EasyPizza
- Company type: Subsidiary
- Industry: Food and Beverage
- Genre: Franchise
- Founded: 2004; 22 years ago
- Founder: Stelios Haji-Ioannou
- Headquarters: London, UK
- Services: Internet portal
- Parent: easyGroup

= EasyPizza =

Pizza delivery franchise

EasyPizza (styled as easyPizza) was a short-lived pizza delivery franchise launched on 17 December 2004, owned by EasyGroup.

==Overview==
easyPizza offered a restricted menu and prices that varied according to demand. Cheaper pizzas were offered during off-peak periods and could command a premium during popular times. Additional discounts were obtained by ordering in advance rather than for immediate delivery. The pizzas were not freshly made but manufactured centrally then cooked from frozen, limiting customisation.

==History==
EasyGroup lost a High Court case against EasyPizza, a previously existing London-based pizza delivery chain who successfully accused EasyGroup of bullying and underhanded practices.

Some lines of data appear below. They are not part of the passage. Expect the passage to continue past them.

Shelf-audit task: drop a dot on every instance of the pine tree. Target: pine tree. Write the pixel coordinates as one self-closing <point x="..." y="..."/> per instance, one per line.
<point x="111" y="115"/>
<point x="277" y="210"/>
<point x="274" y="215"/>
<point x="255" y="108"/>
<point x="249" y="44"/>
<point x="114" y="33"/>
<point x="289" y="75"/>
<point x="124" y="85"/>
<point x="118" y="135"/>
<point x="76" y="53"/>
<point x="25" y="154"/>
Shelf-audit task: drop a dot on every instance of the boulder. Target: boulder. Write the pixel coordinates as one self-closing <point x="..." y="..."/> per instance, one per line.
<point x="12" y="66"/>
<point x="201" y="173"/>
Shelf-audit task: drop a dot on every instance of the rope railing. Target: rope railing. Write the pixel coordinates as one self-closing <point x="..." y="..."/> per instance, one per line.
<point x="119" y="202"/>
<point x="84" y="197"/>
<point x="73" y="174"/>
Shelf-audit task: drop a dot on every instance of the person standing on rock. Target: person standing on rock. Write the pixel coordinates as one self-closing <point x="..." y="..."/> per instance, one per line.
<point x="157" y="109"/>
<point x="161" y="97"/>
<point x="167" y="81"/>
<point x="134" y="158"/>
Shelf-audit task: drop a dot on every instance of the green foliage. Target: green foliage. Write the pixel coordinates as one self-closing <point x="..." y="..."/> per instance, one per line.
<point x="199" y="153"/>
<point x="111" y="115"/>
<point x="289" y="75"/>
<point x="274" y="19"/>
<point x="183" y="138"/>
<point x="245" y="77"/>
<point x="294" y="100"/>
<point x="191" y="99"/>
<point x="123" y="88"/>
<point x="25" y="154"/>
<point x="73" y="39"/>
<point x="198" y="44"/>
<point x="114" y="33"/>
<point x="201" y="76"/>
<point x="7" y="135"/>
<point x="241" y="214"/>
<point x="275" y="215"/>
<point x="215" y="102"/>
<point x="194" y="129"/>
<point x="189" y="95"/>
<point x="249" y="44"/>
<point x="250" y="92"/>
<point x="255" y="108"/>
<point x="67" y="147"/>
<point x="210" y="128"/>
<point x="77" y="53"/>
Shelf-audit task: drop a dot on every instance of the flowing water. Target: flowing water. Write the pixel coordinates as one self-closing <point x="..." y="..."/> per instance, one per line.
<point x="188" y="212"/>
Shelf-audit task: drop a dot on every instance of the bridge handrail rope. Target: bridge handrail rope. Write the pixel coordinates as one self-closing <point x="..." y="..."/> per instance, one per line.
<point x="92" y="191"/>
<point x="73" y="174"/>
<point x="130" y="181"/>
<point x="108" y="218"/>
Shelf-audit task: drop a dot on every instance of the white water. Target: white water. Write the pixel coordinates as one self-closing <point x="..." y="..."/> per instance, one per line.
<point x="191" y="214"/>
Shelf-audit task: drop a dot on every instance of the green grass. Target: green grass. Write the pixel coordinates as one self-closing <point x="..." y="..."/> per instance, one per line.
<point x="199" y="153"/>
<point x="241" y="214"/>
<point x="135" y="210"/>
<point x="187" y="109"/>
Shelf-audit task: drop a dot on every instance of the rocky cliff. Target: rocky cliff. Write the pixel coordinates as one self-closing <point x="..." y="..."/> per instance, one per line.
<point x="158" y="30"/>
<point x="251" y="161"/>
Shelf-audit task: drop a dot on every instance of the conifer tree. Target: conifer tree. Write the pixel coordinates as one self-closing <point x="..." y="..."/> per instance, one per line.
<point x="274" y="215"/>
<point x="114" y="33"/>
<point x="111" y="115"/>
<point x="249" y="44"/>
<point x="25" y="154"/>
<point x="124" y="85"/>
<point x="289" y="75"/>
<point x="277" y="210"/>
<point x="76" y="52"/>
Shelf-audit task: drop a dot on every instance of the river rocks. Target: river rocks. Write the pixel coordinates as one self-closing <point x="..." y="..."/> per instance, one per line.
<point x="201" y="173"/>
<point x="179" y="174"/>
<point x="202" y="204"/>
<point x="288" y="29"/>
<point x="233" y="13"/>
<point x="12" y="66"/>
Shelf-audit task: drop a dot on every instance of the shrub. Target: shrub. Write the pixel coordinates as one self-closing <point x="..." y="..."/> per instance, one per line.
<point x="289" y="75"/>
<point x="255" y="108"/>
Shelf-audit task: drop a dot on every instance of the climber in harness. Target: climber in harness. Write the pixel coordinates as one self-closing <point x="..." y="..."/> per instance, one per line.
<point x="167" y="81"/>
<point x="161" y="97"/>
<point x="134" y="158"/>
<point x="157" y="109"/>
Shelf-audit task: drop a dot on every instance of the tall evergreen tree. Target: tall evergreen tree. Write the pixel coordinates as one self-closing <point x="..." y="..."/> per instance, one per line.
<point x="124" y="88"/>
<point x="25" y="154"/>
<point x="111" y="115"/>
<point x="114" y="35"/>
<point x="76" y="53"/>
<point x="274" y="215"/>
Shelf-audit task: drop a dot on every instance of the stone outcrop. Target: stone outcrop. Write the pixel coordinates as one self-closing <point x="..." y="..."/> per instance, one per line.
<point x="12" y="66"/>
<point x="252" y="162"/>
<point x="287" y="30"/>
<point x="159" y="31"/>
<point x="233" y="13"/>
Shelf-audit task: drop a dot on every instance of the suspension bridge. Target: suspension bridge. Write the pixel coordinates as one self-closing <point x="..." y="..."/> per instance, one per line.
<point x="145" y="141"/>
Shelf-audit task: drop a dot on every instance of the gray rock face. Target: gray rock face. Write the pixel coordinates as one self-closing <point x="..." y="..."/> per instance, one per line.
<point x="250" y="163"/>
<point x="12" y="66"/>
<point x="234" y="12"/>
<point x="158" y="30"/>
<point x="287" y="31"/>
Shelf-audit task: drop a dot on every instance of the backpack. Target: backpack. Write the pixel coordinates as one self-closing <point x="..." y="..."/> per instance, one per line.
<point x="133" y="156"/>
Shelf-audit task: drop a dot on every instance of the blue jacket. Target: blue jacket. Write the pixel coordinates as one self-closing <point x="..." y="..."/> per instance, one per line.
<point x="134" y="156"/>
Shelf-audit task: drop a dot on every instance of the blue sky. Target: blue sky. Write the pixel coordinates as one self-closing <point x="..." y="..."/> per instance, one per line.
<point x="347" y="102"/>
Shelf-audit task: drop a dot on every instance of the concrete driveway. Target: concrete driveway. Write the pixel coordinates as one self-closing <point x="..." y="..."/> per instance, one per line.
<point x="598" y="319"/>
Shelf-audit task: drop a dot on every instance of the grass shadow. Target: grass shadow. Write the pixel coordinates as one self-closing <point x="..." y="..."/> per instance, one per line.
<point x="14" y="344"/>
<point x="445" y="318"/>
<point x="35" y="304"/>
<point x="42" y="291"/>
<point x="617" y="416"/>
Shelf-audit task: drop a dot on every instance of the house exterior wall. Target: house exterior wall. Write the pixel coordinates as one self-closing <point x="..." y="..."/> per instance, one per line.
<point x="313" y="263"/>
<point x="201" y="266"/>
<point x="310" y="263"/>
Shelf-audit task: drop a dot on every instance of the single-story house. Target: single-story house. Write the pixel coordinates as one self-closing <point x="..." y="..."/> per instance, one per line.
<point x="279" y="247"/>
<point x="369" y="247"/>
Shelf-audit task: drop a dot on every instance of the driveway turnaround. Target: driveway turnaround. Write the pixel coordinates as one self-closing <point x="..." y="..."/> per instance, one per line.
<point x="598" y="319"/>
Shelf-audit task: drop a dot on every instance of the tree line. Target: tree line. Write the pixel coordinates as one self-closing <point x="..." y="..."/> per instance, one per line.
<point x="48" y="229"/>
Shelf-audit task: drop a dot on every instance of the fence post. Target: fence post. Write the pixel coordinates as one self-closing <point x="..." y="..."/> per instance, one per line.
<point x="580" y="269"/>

As of 2017, the only option offered through the easypizza.com site was a re-direct to Domino's Pizza's website. Previously easyPizza had slated Domino's as a "big pizza rip-off". In March 2018 a separate website, easy.pizza was registered to People's Pizza Ltd; this is linked to People's Coffee Ltd, licensee of the easyCoffee marque. easyPizza and easyCoffee vending machines were displayed together a franchise exhibition in October 2018 suggesting plans to revive the pizza brand.